At the centre of attention in the world of Indian arbitration was a provision inserted into the Arbitration and Conciliation Act by the 2019 amendment. The challenge to Section 87, under attack from struggling infrastructure companies, highlights some contradiction between the arbitration and insolvency laws.
The provision stays all arbitral awards in which arbitral proceedings commenced before October 23, 2015, as soon as they are challenged in a court. The Hindustan Construction Company and Gammon, which are seeking to recover dues of Rs 6070 crore and Rs 837 crore, respectively from the central government and central government agencies, are among its challengers.

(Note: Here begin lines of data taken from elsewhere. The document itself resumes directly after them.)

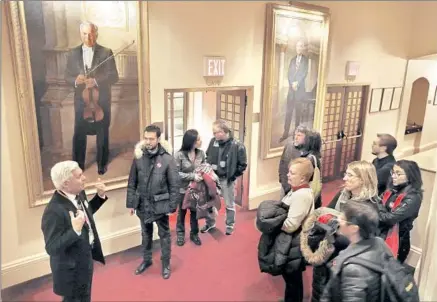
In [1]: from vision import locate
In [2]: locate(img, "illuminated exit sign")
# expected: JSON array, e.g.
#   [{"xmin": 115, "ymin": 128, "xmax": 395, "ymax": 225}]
[{"xmin": 203, "ymin": 57, "xmax": 226, "ymax": 77}]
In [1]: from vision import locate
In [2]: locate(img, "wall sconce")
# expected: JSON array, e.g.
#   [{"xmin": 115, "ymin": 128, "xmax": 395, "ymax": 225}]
[
  {"xmin": 203, "ymin": 57, "xmax": 226, "ymax": 86},
  {"xmin": 345, "ymin": 61, "xmax": 360, "ymax": 82}
]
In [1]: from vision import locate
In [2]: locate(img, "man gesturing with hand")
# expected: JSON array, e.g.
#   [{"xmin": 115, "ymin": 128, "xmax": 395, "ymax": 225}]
[{"xmin": 41, "ymin": 161, "xmax": 108, "ymax": 302}]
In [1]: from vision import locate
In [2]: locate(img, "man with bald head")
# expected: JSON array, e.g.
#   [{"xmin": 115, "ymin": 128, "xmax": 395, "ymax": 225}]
[
  {"xmin": 279, "ymin": 40, "xmax": 308, "ymax": 142},
  {"xmin": 65, "ymin": 22, "xmax": 118, "ymax": 175}
]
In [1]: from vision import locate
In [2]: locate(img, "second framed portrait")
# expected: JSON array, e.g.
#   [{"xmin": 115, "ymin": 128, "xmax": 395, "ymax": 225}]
[{"xmin": 261, "ymin": 3, "xmax": 330, "ymax": 159}]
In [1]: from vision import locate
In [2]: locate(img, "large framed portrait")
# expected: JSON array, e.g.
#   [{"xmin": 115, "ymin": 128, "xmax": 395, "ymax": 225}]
[
  {"xmin": 4, "ymin": 1, "xmax": 150, "ymax": 207},
  {"xmin": 261, "ymin": 2, "xmax": 330, "ymax": 159}
]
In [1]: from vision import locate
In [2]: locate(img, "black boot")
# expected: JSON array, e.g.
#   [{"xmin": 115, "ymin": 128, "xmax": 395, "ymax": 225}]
[
  {"xmin": 162, "ymin": 260, "xmax": 171, "ymax": 279},
  {"xmin": 176, "ymin": 234, "xmax": 185, "ymax": 246},
  {"xmin": 190, "ymin": 234, "xmax": 202, "ymax": 245},
  {"xmin": 135, "ymin": 260, "xmax": 152, "ymax": 275}
]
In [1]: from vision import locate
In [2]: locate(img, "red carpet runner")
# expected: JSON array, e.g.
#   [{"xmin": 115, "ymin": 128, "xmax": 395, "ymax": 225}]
[{"xmin": 2, "ymin": 185, "xmax": 337, "ymax": 301}]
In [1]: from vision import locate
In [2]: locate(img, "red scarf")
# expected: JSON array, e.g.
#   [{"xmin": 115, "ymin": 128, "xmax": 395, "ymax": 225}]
[{"xmin": 382, "ymin": 191, "xmax": 406, "ymax": 258}]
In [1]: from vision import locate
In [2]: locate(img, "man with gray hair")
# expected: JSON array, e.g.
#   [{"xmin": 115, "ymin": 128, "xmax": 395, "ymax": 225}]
[
  {"xmin": 41, "ymin": 161, "xmax": 108, "ymax": 302},
  {"xmin": 200, "ymin": 120, "xmax": 247, "ymax": 235},
  {"xmin": 65, "ymin": 22, "xmax": 118, "ymax": 175}
]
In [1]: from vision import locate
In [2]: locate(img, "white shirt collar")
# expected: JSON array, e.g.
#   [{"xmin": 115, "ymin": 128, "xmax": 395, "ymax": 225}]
[{"xmin": 82, "ymin": 44, "xmax": 94, "ymax": 51}]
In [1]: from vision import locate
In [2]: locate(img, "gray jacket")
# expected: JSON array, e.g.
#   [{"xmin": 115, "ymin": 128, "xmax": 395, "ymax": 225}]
[{"xmin": 174, "ymin": 149, "xmax": 205, "ymax": 194}]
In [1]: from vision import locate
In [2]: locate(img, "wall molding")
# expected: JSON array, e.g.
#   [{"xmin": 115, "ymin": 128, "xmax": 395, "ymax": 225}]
[
  {"xmin": 249, "ymin": 185, "xmax": 281, "ymax": 210},
  {"xmin": 397, "ymin": 141, "xmax": 437, "ymax": 159},
  {"xmin": 1, "ymin": 225, "xmax": 158, "ymax": 289}
]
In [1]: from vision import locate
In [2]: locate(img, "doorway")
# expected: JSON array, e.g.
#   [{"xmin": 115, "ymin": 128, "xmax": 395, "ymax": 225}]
[
  {"xmin": 404, "ymin": 78, "xmax": 429, "ymax": 155},
  {"xmin": 322, "ymin": 85, "xmax": 369, "ymax": 182},
  {"xmin": 164, "ymin": 87, "xmax": 252, "ymax": 208}
]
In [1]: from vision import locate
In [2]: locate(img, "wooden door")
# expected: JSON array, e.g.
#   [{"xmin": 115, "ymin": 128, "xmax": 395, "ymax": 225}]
[
  {"xmin": 217, "ymin": 90, "xmax": 247, "ymax": 206},
  {"xmin": 322, "ymin": 86, "xmax": 367, "ymax": 182}
]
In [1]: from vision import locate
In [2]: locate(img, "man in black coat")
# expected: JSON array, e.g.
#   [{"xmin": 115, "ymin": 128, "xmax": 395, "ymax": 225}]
[
  {"xmin": 65, "ymin": 22, "xmax": 118, "ymax": 175},
  {"xmin": 41, "ymin": 161, "xmax": 108, "ymax": 302},
  {"xmin": 126, "ymin": 125, "xmax": 181, "ymax": 279},
  {"xmin": 372, "ymin": 133, "xmax": 398, "ymax": 195}
]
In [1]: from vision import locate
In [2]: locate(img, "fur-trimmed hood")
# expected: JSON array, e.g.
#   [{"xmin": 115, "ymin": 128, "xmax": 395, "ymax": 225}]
[
  {"xmin": 300, "ymin": 207, "xmax": 340, "ymax": 266},
  {"xmin": 134, "ymin": 139, "xmax": 173, "ymax": 159}
]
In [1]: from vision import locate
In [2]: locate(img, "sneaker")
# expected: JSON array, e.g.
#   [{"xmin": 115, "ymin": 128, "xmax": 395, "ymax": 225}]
[{"xmin": 200, "ymin": 224, "xmax": 215, "ymax": 233}]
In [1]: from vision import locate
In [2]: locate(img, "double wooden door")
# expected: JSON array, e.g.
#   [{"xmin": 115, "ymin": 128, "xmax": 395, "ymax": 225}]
[
  {"xmin": 217, "ymin": 90, "xmax": 245, "ymax": 207},
  {"xmin": 322, "ymin": 86, "xmax": 368, "ymax": 182}
]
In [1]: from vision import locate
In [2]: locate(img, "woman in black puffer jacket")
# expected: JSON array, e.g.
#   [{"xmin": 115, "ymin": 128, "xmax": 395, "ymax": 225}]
[
  {"xmin": 300, "ymin": 208, "xmax": 349, "ymax": 302},
  {"xmin": 301, "ymin": 161, "xmax": 380, "ymax": 302},
  {"xmin": 378, "ymin": 160, "xmax": 423, "ymax": 263}
]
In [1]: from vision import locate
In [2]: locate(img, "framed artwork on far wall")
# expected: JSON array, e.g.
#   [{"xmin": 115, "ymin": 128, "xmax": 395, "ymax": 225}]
[
  {"xmin": 369, "ymin": 88, "xmax": 384, "ymax": 113},
  {"xmin": 261, "ymin": 2, "xmax": 330, "ymax": 159},
  {"xmin": 380, "ymin": 88, "xmax": 394, "ymax": 111},
  {"xmin": 3, "ymin": 1, "xmax": 150, "ymax": 207},
  {"xmin": 390, "ymin": 87, "xmax": 403, "ymax": 110},
  {"xmin": 432, "ymin": 86, "xmax": 437, "ymax": 106}
]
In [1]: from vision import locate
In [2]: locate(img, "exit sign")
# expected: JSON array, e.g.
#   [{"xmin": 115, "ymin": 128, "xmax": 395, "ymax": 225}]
[{"xmin": 203, "ymin": 57, "xmax": 226, "ymax": 77}]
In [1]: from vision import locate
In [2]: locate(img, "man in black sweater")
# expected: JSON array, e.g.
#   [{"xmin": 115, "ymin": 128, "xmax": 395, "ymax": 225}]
[{"xmin": 372, "ymin": 133, "xmax": 398, "ymax": 195}]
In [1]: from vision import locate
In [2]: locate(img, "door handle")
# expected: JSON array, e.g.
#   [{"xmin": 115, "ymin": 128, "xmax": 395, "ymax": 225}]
[{"xmin": 346, "ymin": 130, "xmax": 363, "ymax": 139}]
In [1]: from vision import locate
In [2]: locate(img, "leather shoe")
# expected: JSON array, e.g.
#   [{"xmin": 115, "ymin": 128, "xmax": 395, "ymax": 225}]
[
  {"xmin": 162, "ymin": 264, "xmax": 171, "ymax": 279},
  {"xmin": 135, "ymin": 261, "xmax": 152, "ymax": 275},
  {"xmin": 190, "ymin": 234, "xmax": 202, "ymax": 245},
  {"xmin": 97, "ymin": 166, "xmax": 108, "ymax": 175},
  {"xmin": 176, "ymin": 235, "xmax": 185, "ymax": 246}
]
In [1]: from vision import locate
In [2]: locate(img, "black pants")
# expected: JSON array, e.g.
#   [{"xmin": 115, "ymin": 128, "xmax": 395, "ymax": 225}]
[
  {"xmin": 282, "ymin": 94, "xmax": 303, "ymax": 137},
  {"xmin": 62, "ymin": 293, "xmax": 91, "ymax": 302},
  {"xmin": 398, "ymin": 231, "xmax": 411, "ymax": 263},
  {"xmin": 176, "ymin": 194, "xmax": 199, "ymax": 236},
  {"xmin": 282, "ymin": 271, "xmax": 303, "ymax": 302},
  {"xmin": 137, "ymin": 211, "xmax": 171, "ymax": 262},
  {"xmin": 73, "ymin": 119, "xmax": 109, "ymax": 170}
]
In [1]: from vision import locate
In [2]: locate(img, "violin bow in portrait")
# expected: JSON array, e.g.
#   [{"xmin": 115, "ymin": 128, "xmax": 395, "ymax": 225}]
[{"xmin": 84, "ymin": 40, "xmax": 135, "ymax": 74}]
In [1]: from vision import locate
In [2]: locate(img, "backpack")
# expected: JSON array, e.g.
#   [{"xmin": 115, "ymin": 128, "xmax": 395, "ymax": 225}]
[
  {"xmin": 309, "ymin": 154, "xmax": 322, "ymax": 200},
  {"xmin": 345, "ymin": 254, "xmax": 420, "ymax": 302}
]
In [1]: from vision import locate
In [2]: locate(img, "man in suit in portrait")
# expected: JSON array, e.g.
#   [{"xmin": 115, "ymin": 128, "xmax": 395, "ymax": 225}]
[
  {"xmin": 41, "ymin": 161, "xmax": 108, "ymax": 302},
  {"xmin": 65, "ymin": 22, "xmax": 118, "ymax": 175},
  {"xmin": 279, "ymin": 40, "xmax": 308, "ymax": 142}
]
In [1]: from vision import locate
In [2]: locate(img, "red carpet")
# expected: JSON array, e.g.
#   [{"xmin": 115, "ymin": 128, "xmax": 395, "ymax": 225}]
[{"xmin": 2, "ymin": 183, "xmax": 338, "ymax": 301}]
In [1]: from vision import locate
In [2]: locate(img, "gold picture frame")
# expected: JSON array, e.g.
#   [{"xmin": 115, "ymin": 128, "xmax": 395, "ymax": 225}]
[
  {"xmin": 2, "ymin": 1, "xmax": 151, "ymax": 207},
  {"xmin": 261, "ymin": 1, "xmax": 330, "ymax": 159}
]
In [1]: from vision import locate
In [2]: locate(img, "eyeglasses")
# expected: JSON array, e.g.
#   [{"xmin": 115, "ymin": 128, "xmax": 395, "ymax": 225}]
[
  {"xmin": 390, "ymin": 171, "xmax": 405, "ymax": 177},
  {"xmin": 343, "ymin": 172, "xmax": 356, "ymax": 178}
]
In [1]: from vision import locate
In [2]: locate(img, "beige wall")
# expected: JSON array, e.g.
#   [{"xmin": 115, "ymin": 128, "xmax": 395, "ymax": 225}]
[
  {"xmin": 409, "ymin": 1, "xmax": 437, "ymax": 58},
  {"xmin": 1, "ymin": 1, "xmax": 437, "ymax": 287},
  {"xmin": 149, "ymin": 1, "xmax": 411, "ymax": 208},
  {"xmin": 397, "ymin": 59, "xmax": 437, "ymax": 156}
]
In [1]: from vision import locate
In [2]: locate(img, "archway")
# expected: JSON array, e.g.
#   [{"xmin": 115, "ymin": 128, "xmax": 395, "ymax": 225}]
[{"xmin": 404, "ymin": 77, "xmax": 429, "ymax": 154}]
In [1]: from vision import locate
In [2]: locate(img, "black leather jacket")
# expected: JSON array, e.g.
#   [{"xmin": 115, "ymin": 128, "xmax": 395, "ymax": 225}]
[
  {"xmin": 320, "ymin": 237, "xmax": 391, "ymax": 302},
  {"xmin": 378, "ymin": 186, "xmax": 423, "ymax": 238}
]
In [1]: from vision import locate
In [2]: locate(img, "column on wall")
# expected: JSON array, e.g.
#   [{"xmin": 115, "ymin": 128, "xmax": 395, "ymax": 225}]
[{"xmin": 417, "ymin": 152, "xmax": 437, "ymax": 301}]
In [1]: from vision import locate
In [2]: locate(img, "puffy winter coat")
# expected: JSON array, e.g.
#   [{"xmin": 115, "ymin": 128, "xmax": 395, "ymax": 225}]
[
  {"xmin": 256, "ymin": 200, "xmax": 305, "ymax": 276},
  {"xmin": 300, "ymin": 207, "xmax": 349, "ymax": 302}
]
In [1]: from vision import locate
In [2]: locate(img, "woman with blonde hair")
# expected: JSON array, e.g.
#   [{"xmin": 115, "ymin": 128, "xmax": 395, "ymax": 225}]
[
  {"xmin": 328, "ymin": 161, "xmax": 380, "ymax": 211},
  {"xmin": 310, "ymin": 161, "xmax": 379, "ymax": 302}
]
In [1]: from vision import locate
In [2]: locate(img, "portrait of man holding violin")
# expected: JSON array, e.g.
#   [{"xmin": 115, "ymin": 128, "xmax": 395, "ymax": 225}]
[{"xmin": 65, "ymin": 22, "xmax": 119, "ymax": 175}]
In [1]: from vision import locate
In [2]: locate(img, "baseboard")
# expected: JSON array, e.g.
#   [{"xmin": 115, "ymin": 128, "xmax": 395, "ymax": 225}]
[
  {"xmin": 396, "ymin": 142, "xmax": 437, "ymax": 159},
  {"xmin": 1, "ymin": 225, "xmax": 158, "ymax": 289},
  {"xmin": 405, "ymin": 245, "xmax": 422, "ymax": 267},
  {"xmin": 249, "ymin": 185, "xmax": 281, "ymax": 210}
]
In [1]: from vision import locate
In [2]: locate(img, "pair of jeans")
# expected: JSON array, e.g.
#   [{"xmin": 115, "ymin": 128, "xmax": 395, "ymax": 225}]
[
  {"xmin": 137, "ymin": 211, "xmax": 171, "ymax": 263},
  {"xmin": 176, "ymin": 194, "xmax": 199, "ymax": 236},
  {"xmin": 398, "ymin": 231, "xmax": 411, "ymax": 263},
  {"xmin": 206, "ymin": 178, "xmax": 235, "ymax": 229}
]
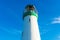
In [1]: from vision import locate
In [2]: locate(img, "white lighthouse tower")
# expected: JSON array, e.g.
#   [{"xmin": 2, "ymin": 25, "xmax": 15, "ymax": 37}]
[{"xmin": 22, "ymin": 5, "xmax": 41, "ymax": 40}]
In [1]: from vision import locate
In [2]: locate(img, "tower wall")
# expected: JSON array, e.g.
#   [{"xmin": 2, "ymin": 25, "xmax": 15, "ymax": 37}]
[{"xmin": 22, "ymin": 15, "xmax": 41, "ymax": 40}]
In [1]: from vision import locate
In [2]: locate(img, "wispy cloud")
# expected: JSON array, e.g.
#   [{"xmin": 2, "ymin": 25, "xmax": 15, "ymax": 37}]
[
  {"xmin": 51, "ymin": 16, "xmax": 60, "ymax": 24},
  {"xmin": 0, "ymin": 27, "xmax": 22, "ymax": 35}
]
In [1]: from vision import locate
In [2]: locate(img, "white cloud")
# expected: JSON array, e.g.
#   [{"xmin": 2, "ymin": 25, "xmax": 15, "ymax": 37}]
[{"xmin": 51, "ymin": 16, "xmax": 60, "ymax": 24}]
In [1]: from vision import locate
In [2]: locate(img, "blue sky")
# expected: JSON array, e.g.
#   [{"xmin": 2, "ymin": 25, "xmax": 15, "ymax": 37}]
[{"xmin": 0, "ymin": 0, "xmax": 60, "ymax": 40}]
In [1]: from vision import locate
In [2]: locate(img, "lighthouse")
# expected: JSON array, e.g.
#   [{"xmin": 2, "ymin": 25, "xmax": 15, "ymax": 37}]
[{"xmin": 22, "ymin": 5, "xmax": 41, "ymax": 40}]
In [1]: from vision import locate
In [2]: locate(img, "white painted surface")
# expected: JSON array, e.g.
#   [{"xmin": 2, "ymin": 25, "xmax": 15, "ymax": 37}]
[{"xmin": 22, "ymin": 15, "xmax": 41, "ymax": 40}]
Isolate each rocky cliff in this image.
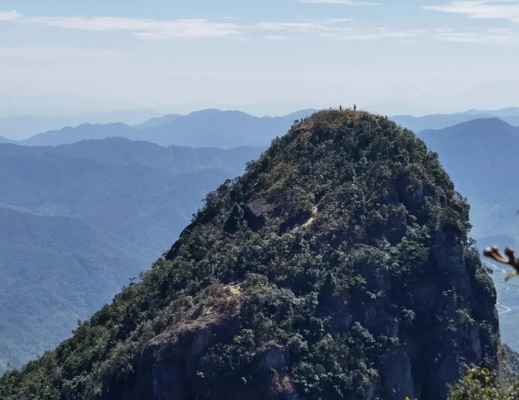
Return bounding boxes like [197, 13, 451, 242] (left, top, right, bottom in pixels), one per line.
[0, 110, 500, 400]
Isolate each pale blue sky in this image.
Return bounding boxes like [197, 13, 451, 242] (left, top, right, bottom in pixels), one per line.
[0, 0, 519, 115]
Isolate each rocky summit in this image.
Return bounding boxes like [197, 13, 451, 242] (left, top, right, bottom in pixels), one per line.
[0, 110, 501, 400]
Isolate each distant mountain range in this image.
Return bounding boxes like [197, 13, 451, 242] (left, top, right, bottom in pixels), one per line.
[0, 107, 519, 148]
[391, 107, 519, 132]
[0, 109, 161, 140]
[0, 138, 263, 372]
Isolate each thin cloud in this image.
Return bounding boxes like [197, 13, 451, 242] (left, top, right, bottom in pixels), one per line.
[299, 0, 382, 6]
[0, 8, 519, 45]
[423, 0, 519, 22]
[265, 35, 288, 40]
[435, 30, 519, 46]
[0, 13, 242, 40]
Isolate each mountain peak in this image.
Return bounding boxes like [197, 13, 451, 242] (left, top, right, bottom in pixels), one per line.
[0, 110, 499, 400]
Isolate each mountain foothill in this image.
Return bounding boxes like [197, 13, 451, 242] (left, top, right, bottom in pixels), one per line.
[0, 108, 519, 400]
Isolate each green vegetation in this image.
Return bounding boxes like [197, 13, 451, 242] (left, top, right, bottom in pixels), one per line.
[0, 110, 498, 400]
[0, 138, 263, 373]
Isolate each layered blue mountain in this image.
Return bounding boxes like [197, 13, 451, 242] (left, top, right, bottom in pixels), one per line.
[13, 109, 314, 149]
[419, 118, 519, 350]
[0, 138, 263, 370]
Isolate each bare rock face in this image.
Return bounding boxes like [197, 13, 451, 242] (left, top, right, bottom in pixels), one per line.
[0, 110, 500, 400]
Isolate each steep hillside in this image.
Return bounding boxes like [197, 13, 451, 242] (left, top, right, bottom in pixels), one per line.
[0, 138, 262, 372]
[19, 110, 312, 149]
[143, 110, 313, 149]
[390, 107, 519, 132]
[0, 111, 499, 400]
[0, 208, 149, 370]
[419, 118, 519, 356]
[19, 122, 138, 146]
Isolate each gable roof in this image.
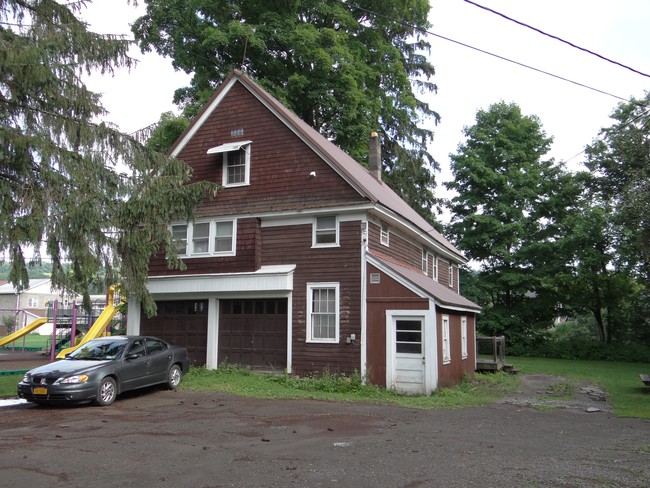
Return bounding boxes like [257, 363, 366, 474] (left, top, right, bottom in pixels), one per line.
[368, 251, 481, 313]
[169, 70, 468, 263]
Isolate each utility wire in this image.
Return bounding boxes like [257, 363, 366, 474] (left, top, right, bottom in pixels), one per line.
[349, 4, 631, 102]
[464, 0, 650, 78]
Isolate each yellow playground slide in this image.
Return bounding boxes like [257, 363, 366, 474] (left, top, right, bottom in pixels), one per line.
[0, 318, 47, 347]
[56, 300, 117, 359]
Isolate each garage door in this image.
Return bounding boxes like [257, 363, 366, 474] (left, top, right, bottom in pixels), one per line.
[219, 298, 287, 369]
[140, 300, 208, 366]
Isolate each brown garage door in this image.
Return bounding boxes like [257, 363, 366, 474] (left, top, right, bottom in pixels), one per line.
[140, 300, 208, 366]
[219, 298, 287, 369]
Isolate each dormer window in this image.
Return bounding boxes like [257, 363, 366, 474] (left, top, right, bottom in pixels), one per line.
[208, 141, 251, 188]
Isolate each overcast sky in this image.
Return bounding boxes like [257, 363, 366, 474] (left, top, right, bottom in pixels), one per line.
[84, 0, 650, 189]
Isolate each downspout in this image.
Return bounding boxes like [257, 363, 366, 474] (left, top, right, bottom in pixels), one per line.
[360, 220, 368, 383]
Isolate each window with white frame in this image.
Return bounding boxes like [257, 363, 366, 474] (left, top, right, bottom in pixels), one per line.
[307, 283, 339, 343]
[191, 222, 210, 254]
[431, 254, 438, 281]
[214, 220, 235, 253]
[313, 215, 339, 247]
[460, 316, 467, 359]
[442, 315, 451, 364]
[223, 145, 250, 187]
[208, 141, 252, 188]
[171, 220, 236, 257]
[172, 224, 187, 256]
[379, 224, 390, 246]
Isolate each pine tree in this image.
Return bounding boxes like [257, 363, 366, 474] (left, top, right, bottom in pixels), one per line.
[0, 0, 214, 313]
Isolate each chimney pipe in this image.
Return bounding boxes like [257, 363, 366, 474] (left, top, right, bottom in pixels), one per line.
[368, 131, 381, 181]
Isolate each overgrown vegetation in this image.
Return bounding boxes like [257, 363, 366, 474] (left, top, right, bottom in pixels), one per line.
[173, 365, 518, 408]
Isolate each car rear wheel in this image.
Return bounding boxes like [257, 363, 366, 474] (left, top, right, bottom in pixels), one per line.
[95, 377, 117, 407]
[167, 364, 183, 390]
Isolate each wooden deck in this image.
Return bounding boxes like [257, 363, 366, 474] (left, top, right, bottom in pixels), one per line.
[476, 336, 516, 373]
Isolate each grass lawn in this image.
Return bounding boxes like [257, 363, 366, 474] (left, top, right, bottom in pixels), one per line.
[4, 333, 52, 349]
[508, 357, 650, 418]
[0, 357, 650, 418]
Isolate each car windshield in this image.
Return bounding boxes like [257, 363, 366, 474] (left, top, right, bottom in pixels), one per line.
[68, 341, 126, 360]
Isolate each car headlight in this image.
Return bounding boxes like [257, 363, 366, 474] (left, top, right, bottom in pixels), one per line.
[55, 374, 88, 385]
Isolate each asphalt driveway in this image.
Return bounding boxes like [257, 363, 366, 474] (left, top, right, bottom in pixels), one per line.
[0, 378, 650, 488]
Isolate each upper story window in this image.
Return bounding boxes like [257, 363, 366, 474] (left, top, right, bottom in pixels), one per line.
[379, 224, 390, 246]
[172, 220, 236, 257]
[307, 283, 339, 343]
[313, 215, 339, 247]
[208, 141, 251, 188]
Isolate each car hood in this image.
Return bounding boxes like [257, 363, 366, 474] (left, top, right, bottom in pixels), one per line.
[28, 359, 112, 376]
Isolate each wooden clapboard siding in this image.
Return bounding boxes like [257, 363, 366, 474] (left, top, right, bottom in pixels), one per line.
[149, 218, 262, 276]
[178, 83, 365, 216]
[436, 308, 476, 387]
[366, 264, 429, 386]
[262, 221, 361, 374]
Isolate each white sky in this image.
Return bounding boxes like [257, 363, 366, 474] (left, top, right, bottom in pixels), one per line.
[84, 0, 650, 190]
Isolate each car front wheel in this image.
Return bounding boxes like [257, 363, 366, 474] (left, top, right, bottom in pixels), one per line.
[95, 377, 117, 407]
[167, 364, 183, 390]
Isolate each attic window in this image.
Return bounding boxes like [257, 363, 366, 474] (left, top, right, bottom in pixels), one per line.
[208, 141, 251, 188]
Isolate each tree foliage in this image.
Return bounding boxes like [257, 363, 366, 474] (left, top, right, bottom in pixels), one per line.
[133, 0, 438, 219]
[446, 102, 573, 341]
[0, 0, 218, 313]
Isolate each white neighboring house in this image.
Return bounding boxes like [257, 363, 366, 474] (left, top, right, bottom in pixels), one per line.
[0, 278, 105, 336]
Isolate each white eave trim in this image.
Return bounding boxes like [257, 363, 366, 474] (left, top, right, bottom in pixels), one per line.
[147, 264, 296, 295]
[208, 141, 253, 154]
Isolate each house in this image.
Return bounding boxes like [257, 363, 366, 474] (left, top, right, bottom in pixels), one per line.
[127, 71, 480, 393]
[0, 278, 106, 337]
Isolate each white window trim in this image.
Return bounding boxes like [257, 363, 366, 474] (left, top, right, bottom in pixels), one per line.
[311, 215, 340, 248]
[432, 254, 439, 281]
[460, 315, 468, 359]
[306, 282, 341, 344]
[172, 219, 237, 258]
[218, 141, 251, 188]
[379, 224, 390, 247]
[442, 315, 451, 364]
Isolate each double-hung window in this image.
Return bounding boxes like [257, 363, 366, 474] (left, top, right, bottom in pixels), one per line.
[313, 215, 339, 247]
[208, 141, 251, 188]
[171, 220, 237, 257]
[307, 283, 339, 343]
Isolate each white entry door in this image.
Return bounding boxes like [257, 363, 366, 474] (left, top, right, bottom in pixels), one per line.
[393, 317, 425, 395]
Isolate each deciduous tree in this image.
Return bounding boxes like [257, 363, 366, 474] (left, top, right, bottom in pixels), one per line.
[133, 0, 438, 219]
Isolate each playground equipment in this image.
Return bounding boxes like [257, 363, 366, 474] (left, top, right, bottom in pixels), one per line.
[0, 286, 123, 361]
[0, 318, 47, 347]
[56, 286, 117, 359]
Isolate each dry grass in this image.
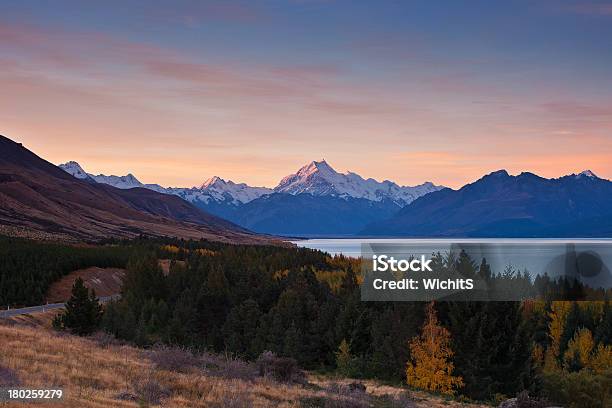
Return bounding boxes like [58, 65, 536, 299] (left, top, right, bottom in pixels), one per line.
[0, 320, 488, 408]
[45, 266, 125, 303]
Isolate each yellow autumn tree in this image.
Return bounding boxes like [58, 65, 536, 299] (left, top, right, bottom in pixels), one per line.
[563, 328, 595, 368]
[406, 302, 463, 395]
[544, 301, 571, 372]
[587, 344, 612, 374]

They have asked the Supreme Court to protect them from the consequences of insolvency proceedings if they are in possession of arbitral awards in excess of the claims against them. The Supreme Court has now struck down Section 87 while disposing of HCC’s appeal.
The Cabinet Committee on Economic Affairs approved a proposal permitting government entities to pay 75 per cent of arbitral amounts to their contractors against bank guarantees in cases where the entities have challenged arbitration awards. This is an improvement over the NITI Aayog Circular of 2016, which too had recommended that government and government entities pay 75 per cent of the arbitral amounts pending an appeal. As noted here, the measures taken in 2016 were not having their intended effects due to the requirement to submit a bank guarantee for the interest component. It remains to be seen whether the new initiatives bring much needed cheer to the construction sector.
Meanwhile, leading global financiers have reportedly warned the Indian government that they may drag Andhra Pradesh to international arbitration for cancelling its clean energy projects.
From the Docket
Overturning a decision of the High Court of Delhi appointing an arbitrator, the Supreme Court in WAPCOS v. Salma Dam Joint Venture has held that a party which has relinquished its claims under an original agreement and with full understanding executed a new agreement specifying that there will be no arbitration between the parties, cannot base its claims to initiate arbitration on the earlier agreement.
In Perkins Eastman Architects DPC v. HSCC (India), the Supreme Court held that a party interested in the outcome of the dispute cannot appoint the sole arbitrator.
In Chopra Marketing Private v. Drishticon Properties, the High Court of Delhi held that the power under Section 37 of the Act to consider any patent error in the arbitral award ignored by the lower Court, is more akin to the power of judicial review. The High Court has reiterated that the courts cannot reassess the evidence in determining a challenge to an award.
In Kashyapi Infrastructure v. National Buildings Construction Corporation, the Delhi High Court has declared contractual clauses which stipulate that the payment to the contractor from the employer shall be due only when the employer receives payment from its client or owner as void. The Court ordered that such clauses are void for uncertainty and for being against public policy. Incidentally, the clauses also prohibited the payment of interest to the contractor for the period of delay in receipt of payment from client to the employer.
The Bombay High Court in Nobel Resource v. Dharni Sampda has held that the power of the court under Section 48 of the Act to refuse the enforcement of a foreign award is very narrow and limited. The Court ruled that the appreciation of evidence was within the domain of the arbitrator or arbitral tribunal and that the court could not re-examine the evidence led by the parties.
Relying on Garware Wall Ropes’ judgment of the Supreme Court, in S Satyanarayana v. West Quay Multiport, the Bombay High Court has held that even if only an arbitration has to be conducted in Maharashtra (and neither the execution of the agreement nor its performance was within Maharashtra), the arbitration agreement would have to be stamped in accordance with the Maharashtra Stamp Act, 1958.